# Value of this Spalding?



## tailhole (Nov 3, 2013)

Any idea what this might be worth?  It's been repainted, it's a rider.


----------



## dave the wave (Nov 3, 2013)

$400, looks to be put together to ride.


----------



## tailhole (Nov 3, 2013)

dave the wave said:


> $400, looks to be put together to ride.
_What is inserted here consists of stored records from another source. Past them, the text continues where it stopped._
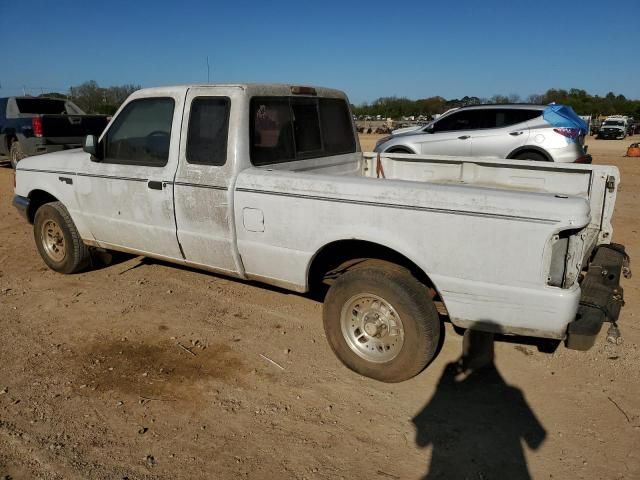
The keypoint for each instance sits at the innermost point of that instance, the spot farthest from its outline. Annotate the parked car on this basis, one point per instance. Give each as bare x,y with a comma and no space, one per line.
613,127
268,183
551,133
35,125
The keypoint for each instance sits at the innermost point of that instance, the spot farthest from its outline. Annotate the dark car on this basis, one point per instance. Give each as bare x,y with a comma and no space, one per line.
36,125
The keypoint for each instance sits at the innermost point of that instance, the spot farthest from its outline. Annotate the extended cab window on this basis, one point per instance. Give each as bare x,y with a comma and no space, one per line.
289,128
208,131
141,133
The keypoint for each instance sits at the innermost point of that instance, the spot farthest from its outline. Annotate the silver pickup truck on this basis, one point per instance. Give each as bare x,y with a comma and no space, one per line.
267,182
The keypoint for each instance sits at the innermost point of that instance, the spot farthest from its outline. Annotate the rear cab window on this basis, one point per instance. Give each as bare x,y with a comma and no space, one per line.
285,129
208,131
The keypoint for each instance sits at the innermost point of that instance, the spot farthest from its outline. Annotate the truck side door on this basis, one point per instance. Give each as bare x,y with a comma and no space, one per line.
203,183
127,197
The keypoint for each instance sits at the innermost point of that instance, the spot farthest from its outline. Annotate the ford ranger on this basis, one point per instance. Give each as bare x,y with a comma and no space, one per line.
268,183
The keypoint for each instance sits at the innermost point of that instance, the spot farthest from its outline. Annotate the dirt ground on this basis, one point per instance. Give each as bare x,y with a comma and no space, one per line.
142,370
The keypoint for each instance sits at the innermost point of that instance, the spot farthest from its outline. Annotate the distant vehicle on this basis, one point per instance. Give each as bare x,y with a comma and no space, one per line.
613,127
552,133
35,125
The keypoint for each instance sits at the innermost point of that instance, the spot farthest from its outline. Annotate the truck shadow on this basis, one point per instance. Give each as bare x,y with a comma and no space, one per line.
475,422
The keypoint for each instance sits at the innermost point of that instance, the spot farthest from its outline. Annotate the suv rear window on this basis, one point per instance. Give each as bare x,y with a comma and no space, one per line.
285,129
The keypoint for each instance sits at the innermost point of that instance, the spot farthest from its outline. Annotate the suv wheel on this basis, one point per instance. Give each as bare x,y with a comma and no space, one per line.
535,156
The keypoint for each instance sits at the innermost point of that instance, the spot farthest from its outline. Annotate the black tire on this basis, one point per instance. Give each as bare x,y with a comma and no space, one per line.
16,153
58,240
535,156
415,309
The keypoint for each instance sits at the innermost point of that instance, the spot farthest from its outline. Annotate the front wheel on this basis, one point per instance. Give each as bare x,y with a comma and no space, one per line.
58,240
381,322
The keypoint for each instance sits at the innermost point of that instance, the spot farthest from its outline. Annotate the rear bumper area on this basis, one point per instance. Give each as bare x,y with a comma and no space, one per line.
602,296
22,204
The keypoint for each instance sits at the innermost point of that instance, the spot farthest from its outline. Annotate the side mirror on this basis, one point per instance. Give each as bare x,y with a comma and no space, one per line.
91,147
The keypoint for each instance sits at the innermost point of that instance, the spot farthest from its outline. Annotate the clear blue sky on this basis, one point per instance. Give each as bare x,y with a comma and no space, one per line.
369,49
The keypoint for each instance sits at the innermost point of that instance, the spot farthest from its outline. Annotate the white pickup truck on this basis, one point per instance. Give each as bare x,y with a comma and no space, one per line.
267,182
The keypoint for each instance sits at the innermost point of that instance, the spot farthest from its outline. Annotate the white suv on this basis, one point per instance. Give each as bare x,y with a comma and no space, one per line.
553,133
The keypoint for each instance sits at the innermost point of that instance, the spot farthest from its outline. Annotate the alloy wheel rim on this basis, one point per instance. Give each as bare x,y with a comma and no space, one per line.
53,241
372,328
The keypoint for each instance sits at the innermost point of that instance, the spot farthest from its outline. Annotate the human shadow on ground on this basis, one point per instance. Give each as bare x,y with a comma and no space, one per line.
476,422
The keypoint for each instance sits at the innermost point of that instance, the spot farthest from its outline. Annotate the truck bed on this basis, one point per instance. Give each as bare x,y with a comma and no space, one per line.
595,183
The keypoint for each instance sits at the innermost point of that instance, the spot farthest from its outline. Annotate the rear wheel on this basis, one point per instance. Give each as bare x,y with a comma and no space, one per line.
381,322
535,156
58,240
16,153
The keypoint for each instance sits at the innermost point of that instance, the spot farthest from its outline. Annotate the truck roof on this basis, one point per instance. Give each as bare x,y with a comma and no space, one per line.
253,89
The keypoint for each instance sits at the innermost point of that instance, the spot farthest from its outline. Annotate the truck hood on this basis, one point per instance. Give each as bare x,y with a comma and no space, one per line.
63,161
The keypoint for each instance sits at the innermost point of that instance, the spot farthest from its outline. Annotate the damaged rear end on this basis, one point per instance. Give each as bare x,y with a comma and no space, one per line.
588,257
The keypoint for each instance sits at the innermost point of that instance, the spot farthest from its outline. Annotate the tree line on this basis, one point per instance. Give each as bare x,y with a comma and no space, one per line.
581,101
93,98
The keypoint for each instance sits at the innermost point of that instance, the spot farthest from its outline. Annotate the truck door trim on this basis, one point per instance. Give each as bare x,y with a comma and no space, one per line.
404,207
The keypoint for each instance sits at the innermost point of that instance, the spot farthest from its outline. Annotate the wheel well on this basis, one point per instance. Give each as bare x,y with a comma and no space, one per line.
37,198
337,257
521,150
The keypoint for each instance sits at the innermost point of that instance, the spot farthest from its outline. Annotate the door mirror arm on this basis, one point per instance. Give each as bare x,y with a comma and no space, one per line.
92,147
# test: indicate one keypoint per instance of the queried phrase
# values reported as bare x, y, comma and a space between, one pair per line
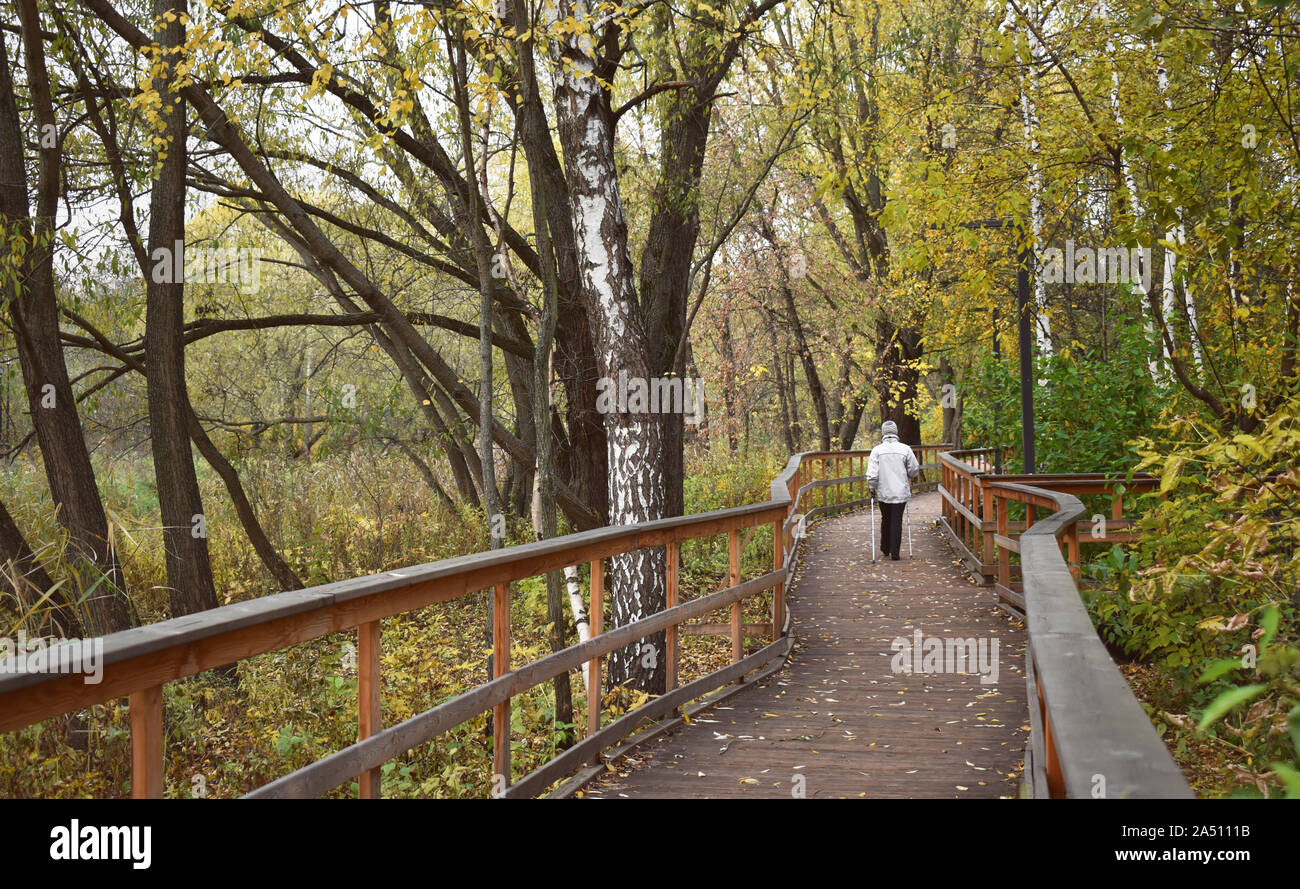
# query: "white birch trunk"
636, 450
1177, 234
1028, 112
1130, 186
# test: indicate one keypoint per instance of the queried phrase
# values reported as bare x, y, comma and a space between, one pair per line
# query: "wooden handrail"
138, 662
1093, 737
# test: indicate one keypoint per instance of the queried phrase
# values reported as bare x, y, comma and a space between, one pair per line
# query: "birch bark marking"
1126, 174
635, 447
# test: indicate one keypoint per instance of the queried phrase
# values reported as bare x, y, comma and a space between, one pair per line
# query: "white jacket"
891, 468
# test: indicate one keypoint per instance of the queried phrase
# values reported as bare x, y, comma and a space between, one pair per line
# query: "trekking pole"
906, 512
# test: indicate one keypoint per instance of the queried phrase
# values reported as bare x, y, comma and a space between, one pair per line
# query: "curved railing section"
1090, 736
138, 662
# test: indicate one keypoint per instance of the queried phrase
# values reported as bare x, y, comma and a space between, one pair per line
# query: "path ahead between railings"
837, 720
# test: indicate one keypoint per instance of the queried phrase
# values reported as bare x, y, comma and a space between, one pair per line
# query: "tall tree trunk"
30, 582
482, 259
185, 534
544, 495
637, 455
728, 356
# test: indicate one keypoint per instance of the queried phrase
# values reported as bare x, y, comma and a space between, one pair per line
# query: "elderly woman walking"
891, 468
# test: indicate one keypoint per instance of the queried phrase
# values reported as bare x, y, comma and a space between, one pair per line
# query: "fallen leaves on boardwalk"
837, 721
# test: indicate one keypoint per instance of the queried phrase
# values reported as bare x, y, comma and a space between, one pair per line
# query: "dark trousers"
891, 528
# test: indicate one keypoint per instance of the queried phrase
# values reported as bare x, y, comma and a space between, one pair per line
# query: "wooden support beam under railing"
147, 775
501, 666
671, 633
593, 666
368, 699
779, 590
733, 580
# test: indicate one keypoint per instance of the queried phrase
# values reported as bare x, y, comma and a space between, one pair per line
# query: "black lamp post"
1022, 304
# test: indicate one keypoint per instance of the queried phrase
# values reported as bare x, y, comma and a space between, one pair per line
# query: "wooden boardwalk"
837, 721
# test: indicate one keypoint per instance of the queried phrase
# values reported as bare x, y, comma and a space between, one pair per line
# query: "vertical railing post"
779, 590
1004, 556
146, 710
369, 684
986, 519
671, 633
593, 666
733, 580
1071, 547
501, 666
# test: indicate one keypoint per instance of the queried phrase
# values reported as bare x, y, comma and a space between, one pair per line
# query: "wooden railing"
1088, 731
971, 524
1090, 736
138, 662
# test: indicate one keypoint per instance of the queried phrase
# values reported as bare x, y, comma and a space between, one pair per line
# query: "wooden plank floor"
837, 721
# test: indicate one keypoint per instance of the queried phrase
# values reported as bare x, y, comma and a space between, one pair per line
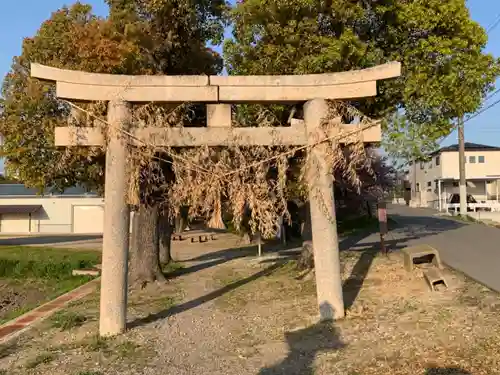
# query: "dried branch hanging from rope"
235, 178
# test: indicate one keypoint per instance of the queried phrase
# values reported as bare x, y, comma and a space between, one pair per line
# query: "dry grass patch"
67, 343
394, 324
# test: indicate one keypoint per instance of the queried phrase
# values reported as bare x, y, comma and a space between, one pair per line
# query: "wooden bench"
195, 236
420, 252
433, 277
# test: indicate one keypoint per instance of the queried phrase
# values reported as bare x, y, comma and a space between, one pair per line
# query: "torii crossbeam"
218, 93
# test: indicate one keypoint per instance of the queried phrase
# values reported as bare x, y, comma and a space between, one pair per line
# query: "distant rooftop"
21, 190
468, 147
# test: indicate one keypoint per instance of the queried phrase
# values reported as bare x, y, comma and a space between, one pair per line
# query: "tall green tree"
446, 72
138, 37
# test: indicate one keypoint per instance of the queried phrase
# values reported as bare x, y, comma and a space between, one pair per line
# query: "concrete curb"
446, 264
22, 323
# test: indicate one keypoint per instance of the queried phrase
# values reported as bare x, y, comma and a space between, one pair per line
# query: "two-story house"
434, 180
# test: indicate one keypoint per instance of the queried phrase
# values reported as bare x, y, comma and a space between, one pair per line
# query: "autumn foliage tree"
138, 37
446, 73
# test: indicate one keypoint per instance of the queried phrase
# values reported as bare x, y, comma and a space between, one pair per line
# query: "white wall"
490, 167
56, 214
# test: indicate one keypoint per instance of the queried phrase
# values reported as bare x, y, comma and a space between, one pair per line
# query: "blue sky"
21, 18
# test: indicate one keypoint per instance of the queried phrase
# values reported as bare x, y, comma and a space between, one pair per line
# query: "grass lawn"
31, 276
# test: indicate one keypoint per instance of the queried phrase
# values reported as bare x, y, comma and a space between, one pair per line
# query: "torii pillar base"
323, 219
113, 308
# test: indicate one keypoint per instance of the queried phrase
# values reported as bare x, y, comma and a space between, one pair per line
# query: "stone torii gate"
218, 92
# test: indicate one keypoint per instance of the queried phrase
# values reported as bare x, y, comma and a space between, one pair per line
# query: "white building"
434, 180
22, 211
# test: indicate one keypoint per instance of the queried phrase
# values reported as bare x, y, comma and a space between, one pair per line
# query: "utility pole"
461, 166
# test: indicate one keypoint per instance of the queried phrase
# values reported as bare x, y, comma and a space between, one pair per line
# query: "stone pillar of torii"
218, 93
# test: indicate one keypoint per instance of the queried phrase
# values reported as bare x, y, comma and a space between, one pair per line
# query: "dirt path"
208, 338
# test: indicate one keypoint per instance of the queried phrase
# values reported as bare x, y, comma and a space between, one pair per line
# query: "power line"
482, 111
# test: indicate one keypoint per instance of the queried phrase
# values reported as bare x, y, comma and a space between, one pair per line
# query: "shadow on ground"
203, 299
446, 371
303, 346
47, 239
403, 230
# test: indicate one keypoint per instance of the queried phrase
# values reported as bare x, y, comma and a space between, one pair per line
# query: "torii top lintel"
78, 85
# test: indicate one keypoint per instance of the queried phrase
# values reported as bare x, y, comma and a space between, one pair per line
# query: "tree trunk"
165, 229
144, 252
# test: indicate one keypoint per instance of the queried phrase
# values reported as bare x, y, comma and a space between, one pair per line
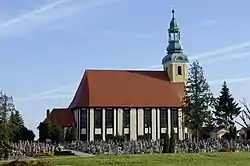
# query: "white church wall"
153, 129
140, 121
115, 119
136, 126
120, 121
103, 124
133, 132
91, 124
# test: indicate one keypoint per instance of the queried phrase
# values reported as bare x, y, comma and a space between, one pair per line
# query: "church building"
135, 103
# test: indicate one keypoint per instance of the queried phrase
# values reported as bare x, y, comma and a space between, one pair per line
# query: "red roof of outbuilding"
114, 88
62, 117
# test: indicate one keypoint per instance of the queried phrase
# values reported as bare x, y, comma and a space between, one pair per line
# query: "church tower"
175, 63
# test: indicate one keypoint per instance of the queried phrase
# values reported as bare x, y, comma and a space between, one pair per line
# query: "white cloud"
214, 53
143, 36
208, 23
47, 14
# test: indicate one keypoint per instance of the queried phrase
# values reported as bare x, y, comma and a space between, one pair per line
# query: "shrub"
172, 141
166, 143
26, 163
45, 154
225, 150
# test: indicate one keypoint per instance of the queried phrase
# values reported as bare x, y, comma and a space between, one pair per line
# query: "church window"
98, 118
126, 117
179, 70
83, 118
147, 117
109, 118
174, 117
164, 117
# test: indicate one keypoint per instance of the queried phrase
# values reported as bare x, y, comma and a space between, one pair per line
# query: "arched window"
179, 70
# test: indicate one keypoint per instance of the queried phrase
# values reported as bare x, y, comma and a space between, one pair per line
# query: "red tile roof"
113, 88
62, 117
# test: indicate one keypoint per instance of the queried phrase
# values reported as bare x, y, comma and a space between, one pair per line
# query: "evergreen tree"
6, 107
166, 143
197, 100
244, 116
226, 108
73, 134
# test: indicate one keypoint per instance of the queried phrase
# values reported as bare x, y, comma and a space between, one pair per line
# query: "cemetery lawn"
203, 159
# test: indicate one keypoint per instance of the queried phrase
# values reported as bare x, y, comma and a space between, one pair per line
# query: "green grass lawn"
203, 159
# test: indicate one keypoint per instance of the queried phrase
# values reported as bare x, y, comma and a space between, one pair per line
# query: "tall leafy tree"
197, 100
226, 108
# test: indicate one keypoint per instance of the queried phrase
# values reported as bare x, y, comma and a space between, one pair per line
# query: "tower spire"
173, 11
174, 48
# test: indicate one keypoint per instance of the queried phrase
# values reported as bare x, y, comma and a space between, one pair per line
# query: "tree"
6, 107
197, 100
244, 116
166, 143
71, 134
226, 108
49, 130
44, 130
15, 124
172, 141
232, 132
56, 133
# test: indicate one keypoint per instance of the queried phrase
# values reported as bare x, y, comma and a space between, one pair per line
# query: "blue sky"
45, 45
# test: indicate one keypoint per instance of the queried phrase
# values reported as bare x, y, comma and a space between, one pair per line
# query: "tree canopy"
226, 108
12, 127
197, 100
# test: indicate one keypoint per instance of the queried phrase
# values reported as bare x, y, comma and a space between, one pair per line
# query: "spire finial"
173, 11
Does that mean there are some incorrect parts in order to get it on the road (like the wheels, crank bolts)?
It's for sale locally and the guy is asking $750.  Seems steep, but I am just getting into the TOC bikes, so I really don't know.


----------



## GiovanniLiCalsi (Nov 3, 2013)

The seat is not the same era.
Need to see close up of the hubs, pedals and handlebars.
Could be a very nice bicycle after sorting out.


----------



## fordsnake (Nov 3, 2013)

Who know's this could be a survivor from the 25th Infantry Bicycle Corps? This was the steed they used to make history.
I'm not sure but I think the fenders were added, perhaps the same time when that seat was changed?


----------



## GiovanniLiCalsi (Nov 3, 2013)

I'm thinking that perhaps there is a roster list of serial numbers for the 25th infantry bicycle brigade stashed somewhere.


----------



## Iverider (Nov 3, 2013)

There's $750 worth of parts there for sure. That's not how most of us like to buy bikes of course.


----------